They gave a standing ovation to the current leader of what may be the most murderous political organization in world history. Dozens of American business leaders, including Apple CEO Tim Cook, Blackstone’s Stephen Schwarzman, Tesla CEO Elon Musk, Boeing CEO Stan Deal, BlackRock’s Larry Fink, Pfizer CEO Albert Bourla, Bridgewater’s Ray Dalio, FedEx CEO Raj Subramaniam, Salesforce CEO Marc Benioff, and Visa executive Ryan McInerney, were on hand in San Francisco to pay homage to Xi Jinping, president of China and general secretary of the Chinese Communist Party (CCP), at a dinner in San Francisco hosted by the U.S.-China Business Council and the National Committee on U.S.-China Relations. Xi had earlier met with President Joe Biden, who later described their talks as “some of the most constructive and productive we’ve had.” At the dinner, Biden Commerce Secretary Gina Raimondo told the American business leaders: “All of you here this evening remain keenly interested to do business in China, and to find ways to advance our bilateral economic relationship.” Raimondo said she knew this “because half of you have come to see me to tell me that.” We are witnessing part II of what the great James Burnham called “the suicidal mania of American business.”

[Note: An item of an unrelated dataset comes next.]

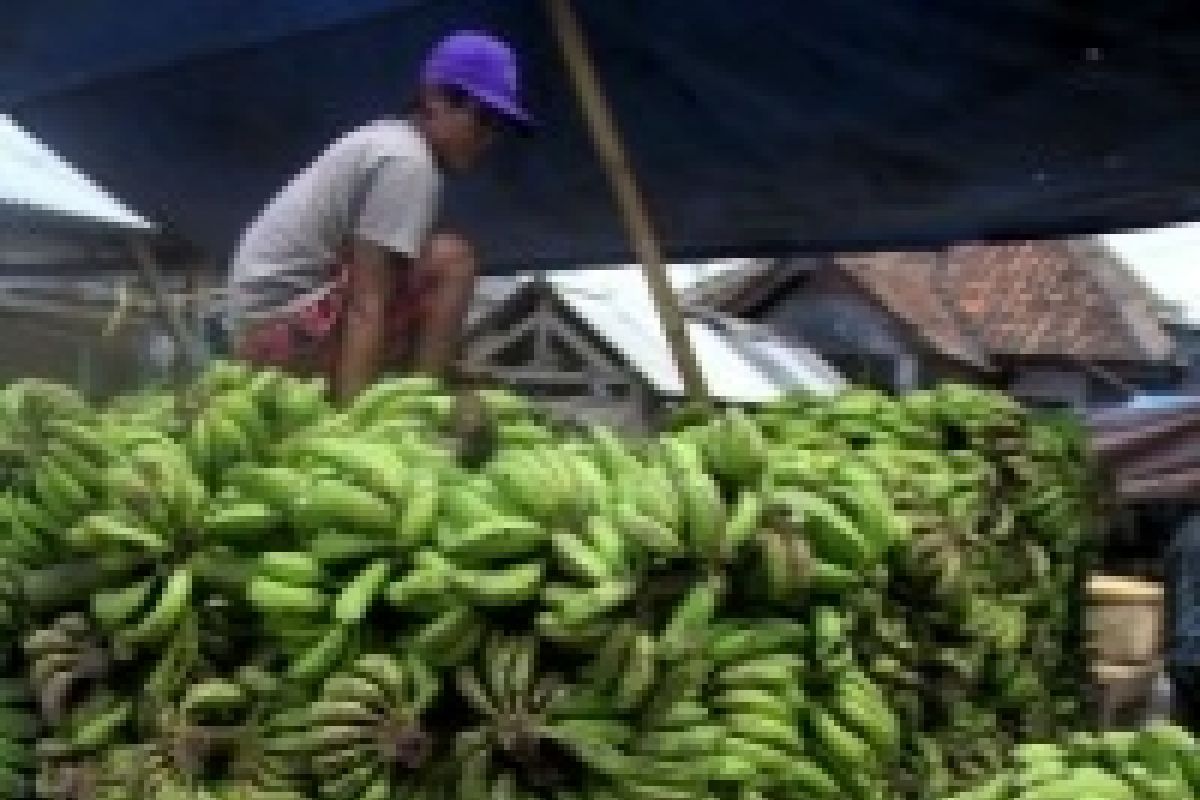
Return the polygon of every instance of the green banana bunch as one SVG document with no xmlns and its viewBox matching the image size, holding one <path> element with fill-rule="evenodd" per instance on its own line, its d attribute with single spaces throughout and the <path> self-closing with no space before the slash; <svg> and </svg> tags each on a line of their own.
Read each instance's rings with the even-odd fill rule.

Burnham used that phrase as the title of one of the chapters in his 1949 book The Coming Defeat of Communism, the second volume of his magnificent Cold War trilogy that analyzed the early struggle between the United States and the Soviet Union and promoted policies to win that struggle — policies, it is worth noting, that foreshadowed the Reagan administration’s successful efforts to undermine the Soviet empire in the 1980s.
Burnham described the late-1940s visit to the United States of Andrei Gromyko, one of Stalin’s henchmen and later Soviet foreign minister, who “held a series of private conversations with several leading American businessmen,” during which the businessmen stated that “they were anxious to get together with the Soviet Union on a constructive basis.” Gromyko, Burnham wrote, was merely doing Stalin’s bidding: “He visited … businessmen not … to sound them out but to manipulate their greed and ignorance and timidity.” Stalin “is simply holding up a big, juicy sugarplum before the eyes of the sweet-toothed political children of the business community.”

“Shame on the American CEOs Who Dined With Xi,” editorial cartoon by Shaomin Li for The American Spectator, Nov. 18, 2023.
Burnham noted that American businessmen think of themselves as shrewd bargainers who “believe that a deal can always be made.” They fail to understand that “Communists … do not make deals; they make traps: an oath to the infidel does not bind.” What Stalin was saying then to the business leaders is precisely what Xi is saying to the business leaders of our time: “Come unto me … and you will have abundance of profits, and peace of political mind.”
Burnham was one of our nation’s shrewdest observers and analysts of communism. Communists, he wrote, believe that the “greed, ignorance, timidity, and lack of vision” displayed by American business leaders are “inevitable expressions of the decadence of capitalism.” Burnham characterized the “business class” as “too ignorant, too greedy, too reactionary and, in a sense, too cowardly.” American businesses are willing to “trade with the enemy” for short-term profits. What they are actually doing, however, is “building the guillotine for [their] own executioner.”
Xi Jinping has credibly been accused of genocide against the Uyghurs in northwestern China. He has constructed on the foundation laid by Mao Zedong, what author Stein Ringen calls “the perfect dictatorship,” in which the CCP is omnipresent and party-state policies are used to promote the interests of the Chinese nomenklatura. Ringen characterizes Xi’s security apparatus as “sophisticated totalitarianism” and a “controlocracy.” Meanwhile, Xi has built the world’s largest navy; is rapidly expanding China’s nuclear forces; has entered into a “strategic partnership” with a resurgent Russia; is daily increasing pressure on Taiwan, which he views as a rebellious province of China; and has launched and expanded a geopolitical offensive known as the Belt and Road Initiative (BRI), which uses economic power and coercion for China’s political gain across Eurasia and into Africa and the Middle East.
This is the man, this is the regime, with whom America’s top CEOs want to do business. These American CEOs, who wouldn’t dare stand and applaud former U.S. President Donald Trump for fear of political and social ostracism, have no hesitancy to act as admiring sycophants of the world’s most dangerous tyrant. It is indeed a suicidal mania, and it is not new. At the height of the U.S.–Soviet détente, the great Soviet dissident Alexander Solzhenitsyn spoke to an American audience about the “strange and surprising … alliance between our Communist leaders and your capitalists” based on “a burning greed for profit that goes beyond all reason, all self-control, all conscience, only to get money.”